PENSAR A FUTURO

La visión de los políticos: Álvaro Lasso Lokee

Al llegar a la Luna, Neil Armstrong comentó: “Este es un pequeño paso para el hombre, pero un enorme salto para la humanidad”. Esa es la visión que los políticos deberían tener frente al servicio que le prestan al país. Un Estado debe ser administrado por líderes con visión histórica y futurista, cuyas decisiones trasciendan más que aquellas que adopta la gente común y corriente. En las manos de los políticos está el futuro no solo de la población, sino de nuestros herederos, incluidos sus propios nietos y bisnietos.

La escasez de agua, el transporte público, la educación, el aumento de la delincuencia, la mala administración de justicia, los problemas de salud y ambiente, y el crecimiento de la población urbana, entre otros, son aspectos de relevancia, pero no se abordan de forma planificada y los gobiernos tratan de remediarlos con parches.

Los empresarios exitosos trazan planes a corto, mediano y largo plazo, al igual que prevén los posibles cambios que pueden afrontar mediante el uso de la tecnología adecuada. Hasta quienes dirigen los deportes colectivos se manejan con igual estilo de visión, a mediano y largo plazo, que incluye la contratación de jugadores y los planes de Foda.

¿Por qué nuestros gobiernos son la excepción y no contemplan la labor a futuro?

Los políticos deben crear planes de Estado –con sus respectivos programas– apartados de la política clientelista que solo busca los votos de las próximas elecciones para mantener a sus partidos en la carrera presidencial. Aunque la hora de iniciar estos proyectos no tenga una fecha específica en el calendario, su vigencia se verá al ponerlos en marcha y hacerlos realidad.

Cuando vemos en las noticias los problemas que afectan a toda la población, como la falta agua, infraestructuras en pésimas condiciones, hurtos en las escuelas y caminos en malísimo estado, por dar algunos ejemplos, es fácil reconocer la improvisación y la mala planificación con que se manejan los políticos.

Las administraciones que operan sin contemplar los aspectos que pueden perjudicar el desarrollo de una comunidad o de un país no son aptas, y si además los funcionarios encargados muestran signos de corrupción, el desempeño será peor. De ocurrir esto en una empresa privada, de seguro ellos no podrían continuar en sus puestos. Algunos pueden salir en su defensa al señalar que un gobierno no es lo mismo que una empresa privada, la respuesta para ellos es que tampoco es igual un inepto que una persona capaz en un puesto de responsabilidad.

Lo que sí tenemos claro es que el gobierno no puede ser la finca privada de nadie, ni el reino de ningún partido político acostumbrado al tráfico de influencias para el nombramiento de las autoridades. Tampoco se puede usar como el negocio redondo de ningún círculo cero, como se ha hecho en otros tiempos. Hay que erradicar esto de raíz aplicando los controles necesarios.

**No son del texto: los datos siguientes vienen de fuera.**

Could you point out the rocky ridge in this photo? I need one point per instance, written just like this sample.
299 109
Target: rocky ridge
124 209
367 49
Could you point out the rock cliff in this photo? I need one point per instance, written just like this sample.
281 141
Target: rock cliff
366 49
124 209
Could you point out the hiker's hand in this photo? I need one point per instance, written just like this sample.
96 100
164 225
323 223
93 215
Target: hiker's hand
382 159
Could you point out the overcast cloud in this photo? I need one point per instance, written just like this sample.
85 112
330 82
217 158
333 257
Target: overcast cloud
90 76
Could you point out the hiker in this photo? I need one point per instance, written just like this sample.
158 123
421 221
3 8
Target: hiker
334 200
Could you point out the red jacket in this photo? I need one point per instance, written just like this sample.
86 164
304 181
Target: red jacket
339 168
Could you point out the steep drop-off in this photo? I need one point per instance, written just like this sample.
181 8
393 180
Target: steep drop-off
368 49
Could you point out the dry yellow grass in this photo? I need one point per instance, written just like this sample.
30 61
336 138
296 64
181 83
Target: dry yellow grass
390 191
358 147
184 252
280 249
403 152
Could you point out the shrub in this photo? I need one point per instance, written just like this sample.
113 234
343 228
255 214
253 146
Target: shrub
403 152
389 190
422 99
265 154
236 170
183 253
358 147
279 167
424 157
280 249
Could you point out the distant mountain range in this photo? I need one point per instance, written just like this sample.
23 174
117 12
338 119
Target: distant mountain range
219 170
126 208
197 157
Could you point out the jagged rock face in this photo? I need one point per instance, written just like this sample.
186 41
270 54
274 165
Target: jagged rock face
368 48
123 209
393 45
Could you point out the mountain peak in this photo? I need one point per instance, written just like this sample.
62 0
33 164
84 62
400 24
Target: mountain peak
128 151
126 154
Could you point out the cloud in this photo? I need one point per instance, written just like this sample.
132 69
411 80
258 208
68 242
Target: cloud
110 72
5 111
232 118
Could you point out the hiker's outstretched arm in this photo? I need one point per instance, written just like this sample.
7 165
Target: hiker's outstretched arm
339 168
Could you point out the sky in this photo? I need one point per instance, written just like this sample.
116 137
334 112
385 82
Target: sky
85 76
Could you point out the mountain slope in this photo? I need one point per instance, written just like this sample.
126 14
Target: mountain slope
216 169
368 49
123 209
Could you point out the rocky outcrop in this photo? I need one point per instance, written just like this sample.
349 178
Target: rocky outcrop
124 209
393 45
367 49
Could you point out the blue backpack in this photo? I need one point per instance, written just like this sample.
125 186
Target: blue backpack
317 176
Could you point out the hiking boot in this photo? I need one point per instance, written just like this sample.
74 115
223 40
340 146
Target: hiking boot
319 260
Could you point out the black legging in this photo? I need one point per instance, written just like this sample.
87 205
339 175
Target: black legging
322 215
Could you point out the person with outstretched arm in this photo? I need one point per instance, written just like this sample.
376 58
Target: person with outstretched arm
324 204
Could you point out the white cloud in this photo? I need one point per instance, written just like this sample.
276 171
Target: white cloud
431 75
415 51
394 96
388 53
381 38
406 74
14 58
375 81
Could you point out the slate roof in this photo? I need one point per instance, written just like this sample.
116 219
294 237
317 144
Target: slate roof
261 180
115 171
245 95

¿Las malas prácticas se pueden cambiar de la noche a la mañana?, es la pregunta que nos hacemos muchos. Los directores de una institución pública del gobierno pasado, tratando de impresionar a la población, malgastaron más de mil millones de dólares en tecnología, con la supuesta finalidad de “modernizar el servicio”, pero resulta que dicha tecnología estaba desfasada y los aparatos y software no resolvieron nada. La compra millonaria solo sirvió para enriquecer a unos cuantos, sin que hasta el momento se investigue ese caso en ninguna fiscalía. Aún está por verse si los responsables terminarán impunes o alguno pagará ante la justicia.

Si los casos de corrupción de alto perfil terminan en nada, entonces se podrá afirmar que los corruptos no caben en este país, y con esos cabos sueltos, la justicia seguirá cuestionada. Ese es el mensaje que todos deben tener claro, máxime quienes dirigen la Corte Suprema de Justicia.

Tener políticos con visión de futuro depende de los propios electores. Por eso, al votar es importante no elegir a los que siguen la vieja costumbre de “mal acostumbrarlos” con “regalitos” como jamones y sacos de cemento.

El clientelismo arruina a cualquier país. Si mantenemos estas malas prácticas, Panamá no será la excepción y pronto no quedará nada debido al despilfarro de las arcas del Estado a manos de políticos amorales y de visión mezquina.